La causa, presentata in tribunale federale, rappresenta il continuo interesse dell'amministrazione Biden sulla concentrazione del mercato sanitario e il suo impatto sui costi per i consumatori. I pubblici ministeri federali sostengono che NewYork-Presbyterian ha utilizzato la sua notevole presenza nel mercato dell'area metropolitana di New York per negoziare contratti che aumentano artificialmente i premi sanitari per pazienti e datori di lavoro.
Secondo il reclamo, le pratiche contrattuali del sistema ospedaliero hanno creato barriere per i fornitori di assistenza sanitaria concorrenti mentre aumentavano contemporaneamente i costi assicurativi in tutta la regione.
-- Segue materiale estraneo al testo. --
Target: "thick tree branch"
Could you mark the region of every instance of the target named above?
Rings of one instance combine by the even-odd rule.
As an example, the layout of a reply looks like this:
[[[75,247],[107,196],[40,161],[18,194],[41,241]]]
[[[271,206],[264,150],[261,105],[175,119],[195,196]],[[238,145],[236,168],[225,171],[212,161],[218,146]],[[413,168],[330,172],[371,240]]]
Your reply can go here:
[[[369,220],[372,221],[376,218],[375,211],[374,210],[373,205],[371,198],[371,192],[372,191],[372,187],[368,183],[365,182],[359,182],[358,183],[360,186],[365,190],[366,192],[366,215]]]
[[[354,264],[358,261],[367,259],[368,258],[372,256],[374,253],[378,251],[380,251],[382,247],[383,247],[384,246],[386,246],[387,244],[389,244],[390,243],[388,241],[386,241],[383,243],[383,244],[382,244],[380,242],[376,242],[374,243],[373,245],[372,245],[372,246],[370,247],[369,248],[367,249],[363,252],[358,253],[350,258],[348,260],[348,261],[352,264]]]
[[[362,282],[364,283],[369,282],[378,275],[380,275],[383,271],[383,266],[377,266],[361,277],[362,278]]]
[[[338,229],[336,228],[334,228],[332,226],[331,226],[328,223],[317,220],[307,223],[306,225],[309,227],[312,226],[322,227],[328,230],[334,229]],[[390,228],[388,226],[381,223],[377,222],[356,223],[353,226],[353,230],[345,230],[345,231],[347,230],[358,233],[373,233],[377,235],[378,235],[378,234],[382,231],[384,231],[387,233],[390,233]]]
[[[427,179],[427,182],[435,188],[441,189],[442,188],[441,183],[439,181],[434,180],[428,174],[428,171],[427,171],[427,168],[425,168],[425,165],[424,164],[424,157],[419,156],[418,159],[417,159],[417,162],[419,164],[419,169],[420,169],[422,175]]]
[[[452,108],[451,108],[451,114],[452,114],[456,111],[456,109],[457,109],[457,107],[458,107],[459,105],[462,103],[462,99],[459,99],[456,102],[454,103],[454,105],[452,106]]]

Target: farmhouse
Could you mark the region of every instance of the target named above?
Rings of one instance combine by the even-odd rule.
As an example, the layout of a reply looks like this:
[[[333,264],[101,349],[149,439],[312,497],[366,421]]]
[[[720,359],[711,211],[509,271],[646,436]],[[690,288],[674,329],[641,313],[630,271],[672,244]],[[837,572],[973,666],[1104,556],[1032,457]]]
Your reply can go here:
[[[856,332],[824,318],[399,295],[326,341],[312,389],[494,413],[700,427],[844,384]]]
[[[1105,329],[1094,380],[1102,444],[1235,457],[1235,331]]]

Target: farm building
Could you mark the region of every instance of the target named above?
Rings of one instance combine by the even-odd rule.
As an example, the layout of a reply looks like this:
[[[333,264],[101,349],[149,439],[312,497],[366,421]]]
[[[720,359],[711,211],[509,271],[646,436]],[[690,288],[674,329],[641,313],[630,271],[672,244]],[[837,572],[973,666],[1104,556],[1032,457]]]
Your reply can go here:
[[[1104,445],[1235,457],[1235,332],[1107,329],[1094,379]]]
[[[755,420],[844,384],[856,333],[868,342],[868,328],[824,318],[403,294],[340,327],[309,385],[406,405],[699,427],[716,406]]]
Il DOJ sostiene che questi accordi violano le leggi federali antitrust limitando la concorrenza nei mercati sanitari.
NewYork-Presbyterian gestisce strutture multiple in Manhattan, Brooklyn, Queens e nella contea di Westchester, fungendo da importante centro medico accademico affiliato sia con la Columbia University che con Weill Cornell Medicine. Il sistema dispone di una vasta rete che include centri specializzati e pratiche di medicina generale in tutta l'area metropolitana.
Il caso riflette preoccupazioni più ampie riguardanti la concentrazione del mercato sanitario a livello nazionale, poiché la consolidazione ospedaliera ha accelerato nel corso dell'ultimo decennio. Le agenzie di controllo antitrust hanno scrutinato sempre più attentamente le fusioni sanitarie e le pratiche commerciali, sostenendo che la riduzione della concorrenza porta a prezzi più elevati senza corrispondenti miglioramenti nella qualità dell'assistenza.